O simpósio Innovation in
Drug Discovery and Development e a vinda do pesquisador ao Brasil integram o
projeto “Discussion
of research projects involving chronic Hepatitis B and C antiviral treatment”,
apoiado pela FAPESP e pela Emory University no âmbito do programa São Paulo
Researchers in International Collaboration (SPRINT).
Schinazi se tornou
célebre com a criação de drogas análogas de nucleosídeos e nucleotídeos,
enzimas que fazem parte do DNA e do RNA. As versões sintéticas dessas enzimas
são modificadas de forma a fazer os vírus pararem de se replicar. Dois
compostos criados pelo pesquisador, o 3TC (também usado no tratamento da
hepatite B) e o FTC, estão presentes em algumas das principais drogas contra o
vírus do HIV, como Combivir, Trizivir, Truvada e Atripla.
“Schinazi é um dos
maiores exemplos de inovação e resolvemos trazê-lo para incentivar as várias
pessoas que trabalham aqui”, disse Suzane Kioko
Ono, professora da FM-USP e coordenadora do evento.
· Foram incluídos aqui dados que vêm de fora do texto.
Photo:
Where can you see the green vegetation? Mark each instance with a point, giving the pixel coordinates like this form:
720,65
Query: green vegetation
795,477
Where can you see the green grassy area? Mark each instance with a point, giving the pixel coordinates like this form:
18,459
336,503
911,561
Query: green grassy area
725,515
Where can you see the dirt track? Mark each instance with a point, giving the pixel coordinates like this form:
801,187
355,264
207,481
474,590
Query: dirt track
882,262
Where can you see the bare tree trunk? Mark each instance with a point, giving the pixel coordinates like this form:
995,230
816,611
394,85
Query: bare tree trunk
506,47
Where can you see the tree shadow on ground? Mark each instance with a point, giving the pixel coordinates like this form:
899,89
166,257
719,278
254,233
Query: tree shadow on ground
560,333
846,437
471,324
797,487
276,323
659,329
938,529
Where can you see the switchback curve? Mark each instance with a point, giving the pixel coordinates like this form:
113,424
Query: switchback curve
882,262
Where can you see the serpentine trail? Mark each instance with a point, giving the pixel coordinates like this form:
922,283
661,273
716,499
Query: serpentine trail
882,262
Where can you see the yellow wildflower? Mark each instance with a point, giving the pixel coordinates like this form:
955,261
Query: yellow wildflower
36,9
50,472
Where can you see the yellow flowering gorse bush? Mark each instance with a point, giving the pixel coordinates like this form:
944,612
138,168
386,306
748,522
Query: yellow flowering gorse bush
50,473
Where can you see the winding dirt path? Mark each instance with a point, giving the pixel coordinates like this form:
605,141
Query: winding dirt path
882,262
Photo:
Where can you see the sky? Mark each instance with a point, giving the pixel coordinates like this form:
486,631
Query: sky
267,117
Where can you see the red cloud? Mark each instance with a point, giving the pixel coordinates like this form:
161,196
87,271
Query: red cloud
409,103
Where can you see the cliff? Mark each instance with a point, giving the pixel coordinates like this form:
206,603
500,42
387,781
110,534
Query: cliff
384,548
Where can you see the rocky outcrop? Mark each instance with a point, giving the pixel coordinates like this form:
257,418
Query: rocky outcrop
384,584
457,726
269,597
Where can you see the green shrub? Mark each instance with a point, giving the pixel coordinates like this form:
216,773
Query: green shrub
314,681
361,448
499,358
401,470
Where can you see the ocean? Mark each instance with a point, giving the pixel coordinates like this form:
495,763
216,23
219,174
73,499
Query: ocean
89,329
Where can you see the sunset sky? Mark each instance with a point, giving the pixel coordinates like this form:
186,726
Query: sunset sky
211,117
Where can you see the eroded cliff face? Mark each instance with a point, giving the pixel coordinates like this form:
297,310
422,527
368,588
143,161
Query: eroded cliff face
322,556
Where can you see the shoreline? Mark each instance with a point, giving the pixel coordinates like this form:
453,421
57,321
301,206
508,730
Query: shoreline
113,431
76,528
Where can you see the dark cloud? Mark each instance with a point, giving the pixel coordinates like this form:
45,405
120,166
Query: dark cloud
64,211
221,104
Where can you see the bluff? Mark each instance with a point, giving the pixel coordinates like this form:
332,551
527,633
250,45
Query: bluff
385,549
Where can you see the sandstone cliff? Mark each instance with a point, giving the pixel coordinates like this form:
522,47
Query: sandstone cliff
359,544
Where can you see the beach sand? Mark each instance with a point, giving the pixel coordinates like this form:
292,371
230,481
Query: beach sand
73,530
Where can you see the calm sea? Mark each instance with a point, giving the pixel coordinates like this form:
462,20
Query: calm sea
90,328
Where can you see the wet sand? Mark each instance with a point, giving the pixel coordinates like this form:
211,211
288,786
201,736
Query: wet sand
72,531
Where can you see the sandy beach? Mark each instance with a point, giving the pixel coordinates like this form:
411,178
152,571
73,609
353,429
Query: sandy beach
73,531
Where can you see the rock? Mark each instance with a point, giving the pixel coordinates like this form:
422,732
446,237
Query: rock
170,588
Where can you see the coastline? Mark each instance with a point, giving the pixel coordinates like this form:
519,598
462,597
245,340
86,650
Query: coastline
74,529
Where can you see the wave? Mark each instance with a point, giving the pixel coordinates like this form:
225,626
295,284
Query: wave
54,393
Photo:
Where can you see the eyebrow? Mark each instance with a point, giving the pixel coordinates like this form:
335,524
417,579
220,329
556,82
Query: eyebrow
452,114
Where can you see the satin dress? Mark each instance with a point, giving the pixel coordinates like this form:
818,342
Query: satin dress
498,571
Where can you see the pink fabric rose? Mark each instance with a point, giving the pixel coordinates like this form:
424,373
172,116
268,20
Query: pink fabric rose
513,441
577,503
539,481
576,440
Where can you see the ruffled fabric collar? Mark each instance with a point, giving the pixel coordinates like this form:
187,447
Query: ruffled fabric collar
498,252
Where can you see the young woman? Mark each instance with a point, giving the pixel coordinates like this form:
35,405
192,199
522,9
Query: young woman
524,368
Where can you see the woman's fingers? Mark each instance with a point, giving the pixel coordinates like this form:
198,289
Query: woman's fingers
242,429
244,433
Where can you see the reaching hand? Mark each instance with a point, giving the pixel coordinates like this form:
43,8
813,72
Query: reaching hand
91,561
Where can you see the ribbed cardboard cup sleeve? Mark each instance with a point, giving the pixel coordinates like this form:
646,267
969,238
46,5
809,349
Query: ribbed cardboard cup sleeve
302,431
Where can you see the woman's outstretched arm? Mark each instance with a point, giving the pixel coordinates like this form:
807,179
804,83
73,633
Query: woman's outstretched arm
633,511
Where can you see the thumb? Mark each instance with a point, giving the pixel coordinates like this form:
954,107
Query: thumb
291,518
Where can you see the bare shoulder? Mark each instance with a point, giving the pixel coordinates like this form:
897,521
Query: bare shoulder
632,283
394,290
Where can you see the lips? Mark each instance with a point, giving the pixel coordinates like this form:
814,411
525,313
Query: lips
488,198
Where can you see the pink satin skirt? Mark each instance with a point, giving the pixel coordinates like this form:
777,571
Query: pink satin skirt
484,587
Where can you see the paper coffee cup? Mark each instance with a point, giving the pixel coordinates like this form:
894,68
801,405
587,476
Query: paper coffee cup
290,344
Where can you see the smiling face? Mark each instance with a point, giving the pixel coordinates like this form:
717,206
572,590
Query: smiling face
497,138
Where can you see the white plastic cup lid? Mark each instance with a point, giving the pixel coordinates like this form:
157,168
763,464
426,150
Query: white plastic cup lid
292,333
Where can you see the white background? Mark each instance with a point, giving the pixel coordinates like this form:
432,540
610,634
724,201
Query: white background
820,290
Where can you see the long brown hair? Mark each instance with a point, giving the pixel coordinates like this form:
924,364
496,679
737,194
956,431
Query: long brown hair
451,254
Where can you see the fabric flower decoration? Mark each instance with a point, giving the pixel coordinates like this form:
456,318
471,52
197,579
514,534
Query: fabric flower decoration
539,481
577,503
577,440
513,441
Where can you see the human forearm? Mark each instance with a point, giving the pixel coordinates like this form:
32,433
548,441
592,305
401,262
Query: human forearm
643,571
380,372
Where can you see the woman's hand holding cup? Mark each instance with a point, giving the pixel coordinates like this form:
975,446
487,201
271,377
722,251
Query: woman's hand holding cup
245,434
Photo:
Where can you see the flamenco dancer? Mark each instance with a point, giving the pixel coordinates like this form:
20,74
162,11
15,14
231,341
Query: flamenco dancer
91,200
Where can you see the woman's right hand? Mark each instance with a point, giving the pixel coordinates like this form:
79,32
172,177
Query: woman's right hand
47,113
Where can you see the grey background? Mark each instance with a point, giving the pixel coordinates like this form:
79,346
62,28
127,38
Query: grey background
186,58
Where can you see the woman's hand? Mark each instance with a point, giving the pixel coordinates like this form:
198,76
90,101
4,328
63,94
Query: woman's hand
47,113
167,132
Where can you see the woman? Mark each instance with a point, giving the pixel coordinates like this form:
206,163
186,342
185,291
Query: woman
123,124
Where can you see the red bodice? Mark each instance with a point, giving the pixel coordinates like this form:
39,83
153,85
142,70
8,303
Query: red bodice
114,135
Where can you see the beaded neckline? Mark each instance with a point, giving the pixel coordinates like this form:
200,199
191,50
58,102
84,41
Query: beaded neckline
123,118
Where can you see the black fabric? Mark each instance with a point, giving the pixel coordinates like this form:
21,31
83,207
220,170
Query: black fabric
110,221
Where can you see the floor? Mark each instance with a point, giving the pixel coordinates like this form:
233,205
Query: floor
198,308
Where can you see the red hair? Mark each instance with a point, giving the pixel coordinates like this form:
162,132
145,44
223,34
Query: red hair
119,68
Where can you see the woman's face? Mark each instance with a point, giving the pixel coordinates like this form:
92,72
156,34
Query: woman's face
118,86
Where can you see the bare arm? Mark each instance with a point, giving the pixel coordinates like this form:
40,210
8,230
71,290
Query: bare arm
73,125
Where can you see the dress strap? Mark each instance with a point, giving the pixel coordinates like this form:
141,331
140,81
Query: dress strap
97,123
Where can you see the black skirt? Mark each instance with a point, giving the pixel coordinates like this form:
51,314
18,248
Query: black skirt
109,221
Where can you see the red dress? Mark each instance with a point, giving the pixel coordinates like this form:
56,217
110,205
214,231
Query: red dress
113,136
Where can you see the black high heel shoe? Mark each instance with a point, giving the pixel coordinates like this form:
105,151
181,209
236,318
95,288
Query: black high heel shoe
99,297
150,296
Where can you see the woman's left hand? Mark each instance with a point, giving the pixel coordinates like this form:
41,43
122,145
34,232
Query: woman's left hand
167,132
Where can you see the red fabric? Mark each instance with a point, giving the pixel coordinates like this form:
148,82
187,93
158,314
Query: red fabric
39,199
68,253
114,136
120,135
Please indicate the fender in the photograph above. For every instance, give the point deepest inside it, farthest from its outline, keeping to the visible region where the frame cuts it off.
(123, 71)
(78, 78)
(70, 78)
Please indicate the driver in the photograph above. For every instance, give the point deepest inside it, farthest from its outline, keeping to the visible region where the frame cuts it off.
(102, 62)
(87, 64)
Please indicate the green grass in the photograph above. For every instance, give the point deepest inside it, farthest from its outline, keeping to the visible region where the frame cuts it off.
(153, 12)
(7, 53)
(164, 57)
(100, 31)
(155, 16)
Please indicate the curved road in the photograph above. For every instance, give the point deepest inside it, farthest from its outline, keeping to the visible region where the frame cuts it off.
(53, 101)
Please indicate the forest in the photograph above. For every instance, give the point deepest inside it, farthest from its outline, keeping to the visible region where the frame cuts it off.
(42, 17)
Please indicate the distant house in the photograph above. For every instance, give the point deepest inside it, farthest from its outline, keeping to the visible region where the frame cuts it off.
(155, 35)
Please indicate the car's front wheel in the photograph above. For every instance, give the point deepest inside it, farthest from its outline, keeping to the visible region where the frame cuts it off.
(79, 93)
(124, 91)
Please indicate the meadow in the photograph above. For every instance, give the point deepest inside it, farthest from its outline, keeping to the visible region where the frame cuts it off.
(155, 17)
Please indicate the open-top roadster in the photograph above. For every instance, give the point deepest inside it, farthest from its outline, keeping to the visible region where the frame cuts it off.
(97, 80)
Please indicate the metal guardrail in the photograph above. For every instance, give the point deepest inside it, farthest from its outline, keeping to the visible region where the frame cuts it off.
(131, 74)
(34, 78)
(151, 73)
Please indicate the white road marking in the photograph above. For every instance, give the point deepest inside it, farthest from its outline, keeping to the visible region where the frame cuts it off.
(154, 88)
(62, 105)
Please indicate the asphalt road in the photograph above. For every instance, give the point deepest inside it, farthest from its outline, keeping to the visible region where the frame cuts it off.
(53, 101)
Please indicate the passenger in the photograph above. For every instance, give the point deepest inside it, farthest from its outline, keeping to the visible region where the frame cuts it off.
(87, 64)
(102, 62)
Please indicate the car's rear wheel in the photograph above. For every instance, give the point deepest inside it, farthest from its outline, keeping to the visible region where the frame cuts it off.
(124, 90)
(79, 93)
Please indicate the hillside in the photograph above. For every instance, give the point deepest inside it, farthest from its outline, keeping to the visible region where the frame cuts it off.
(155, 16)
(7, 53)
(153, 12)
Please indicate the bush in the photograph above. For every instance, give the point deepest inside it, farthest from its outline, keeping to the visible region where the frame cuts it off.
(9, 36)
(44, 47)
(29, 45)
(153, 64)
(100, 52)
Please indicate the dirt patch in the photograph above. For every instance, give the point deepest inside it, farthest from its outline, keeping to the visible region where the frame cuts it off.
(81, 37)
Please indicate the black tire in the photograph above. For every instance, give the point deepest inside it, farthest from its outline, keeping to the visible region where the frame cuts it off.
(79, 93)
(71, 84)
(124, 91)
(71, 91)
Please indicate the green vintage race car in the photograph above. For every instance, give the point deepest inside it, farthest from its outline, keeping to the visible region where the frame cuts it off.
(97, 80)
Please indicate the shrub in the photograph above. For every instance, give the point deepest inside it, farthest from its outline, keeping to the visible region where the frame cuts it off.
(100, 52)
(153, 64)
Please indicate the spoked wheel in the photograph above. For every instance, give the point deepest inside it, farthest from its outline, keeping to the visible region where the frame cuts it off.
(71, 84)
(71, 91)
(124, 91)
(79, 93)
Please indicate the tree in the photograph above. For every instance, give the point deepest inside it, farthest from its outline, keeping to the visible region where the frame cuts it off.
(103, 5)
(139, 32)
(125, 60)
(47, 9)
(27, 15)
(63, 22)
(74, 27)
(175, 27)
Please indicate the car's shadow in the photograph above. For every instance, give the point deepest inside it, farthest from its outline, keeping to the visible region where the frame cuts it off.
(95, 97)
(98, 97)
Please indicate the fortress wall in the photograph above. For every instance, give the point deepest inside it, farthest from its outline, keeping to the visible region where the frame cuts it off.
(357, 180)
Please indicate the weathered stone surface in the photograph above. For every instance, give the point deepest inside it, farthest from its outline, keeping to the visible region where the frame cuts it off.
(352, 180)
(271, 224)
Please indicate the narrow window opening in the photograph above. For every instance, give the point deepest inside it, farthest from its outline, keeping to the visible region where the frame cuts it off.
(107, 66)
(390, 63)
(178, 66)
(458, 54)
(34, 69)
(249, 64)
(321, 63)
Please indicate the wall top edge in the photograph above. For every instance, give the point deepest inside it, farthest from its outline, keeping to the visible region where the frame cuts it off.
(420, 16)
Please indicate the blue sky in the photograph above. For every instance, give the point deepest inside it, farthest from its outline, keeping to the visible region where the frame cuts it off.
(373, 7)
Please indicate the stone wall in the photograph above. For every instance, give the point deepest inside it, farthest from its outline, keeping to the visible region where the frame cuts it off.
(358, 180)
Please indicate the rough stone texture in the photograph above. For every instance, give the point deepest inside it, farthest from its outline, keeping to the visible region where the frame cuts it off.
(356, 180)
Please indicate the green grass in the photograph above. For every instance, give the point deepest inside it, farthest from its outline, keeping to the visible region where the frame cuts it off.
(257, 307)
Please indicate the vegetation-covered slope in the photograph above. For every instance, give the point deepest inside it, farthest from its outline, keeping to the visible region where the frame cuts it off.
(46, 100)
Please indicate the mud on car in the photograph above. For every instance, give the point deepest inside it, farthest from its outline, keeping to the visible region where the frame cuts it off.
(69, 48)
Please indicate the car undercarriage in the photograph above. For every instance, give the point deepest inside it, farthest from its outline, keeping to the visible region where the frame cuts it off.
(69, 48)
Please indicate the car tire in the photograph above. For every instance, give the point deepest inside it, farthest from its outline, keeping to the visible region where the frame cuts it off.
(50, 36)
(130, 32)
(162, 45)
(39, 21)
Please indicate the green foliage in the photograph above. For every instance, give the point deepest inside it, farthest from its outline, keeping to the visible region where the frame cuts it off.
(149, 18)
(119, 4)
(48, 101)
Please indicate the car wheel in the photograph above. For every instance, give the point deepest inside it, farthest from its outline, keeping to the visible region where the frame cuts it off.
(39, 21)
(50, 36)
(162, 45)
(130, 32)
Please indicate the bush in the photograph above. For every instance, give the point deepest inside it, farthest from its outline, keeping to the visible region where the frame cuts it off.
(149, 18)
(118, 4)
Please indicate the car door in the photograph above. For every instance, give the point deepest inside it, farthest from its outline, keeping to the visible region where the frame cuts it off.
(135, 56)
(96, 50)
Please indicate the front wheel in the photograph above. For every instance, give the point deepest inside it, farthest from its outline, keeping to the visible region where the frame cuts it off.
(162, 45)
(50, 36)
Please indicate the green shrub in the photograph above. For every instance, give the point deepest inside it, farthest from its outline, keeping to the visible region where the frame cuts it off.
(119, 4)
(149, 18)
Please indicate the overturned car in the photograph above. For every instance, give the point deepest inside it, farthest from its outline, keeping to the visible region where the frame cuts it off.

Ela é parceira de
Schinazi no desenvolvimento de drogas para a hepatite B, doença que acomete 257
milhões de pessoas em todo o mundo, segundo a Organização Mundial de Saúde
(OMS).
A pesquisadora integra o
Centro de Inovação Tecnológica (Citic) do Instituto Central do Hospital das
Clínicas, que busca implementar parcerias com o setor privado, atrair
investidores e estimular o empreendedorismo para o desenvolvimento de produtos
inovadores e sistemas de base tecnológica na área da Saúde.
Ono explicou que, no
Brasil, as parcerias com o setor privado podem ser pensadas desde o início de
um projeto, envolvendo desde a doação de reagentes até a utilização de
laboratórios em comum, tanto na academia quanto na indústria.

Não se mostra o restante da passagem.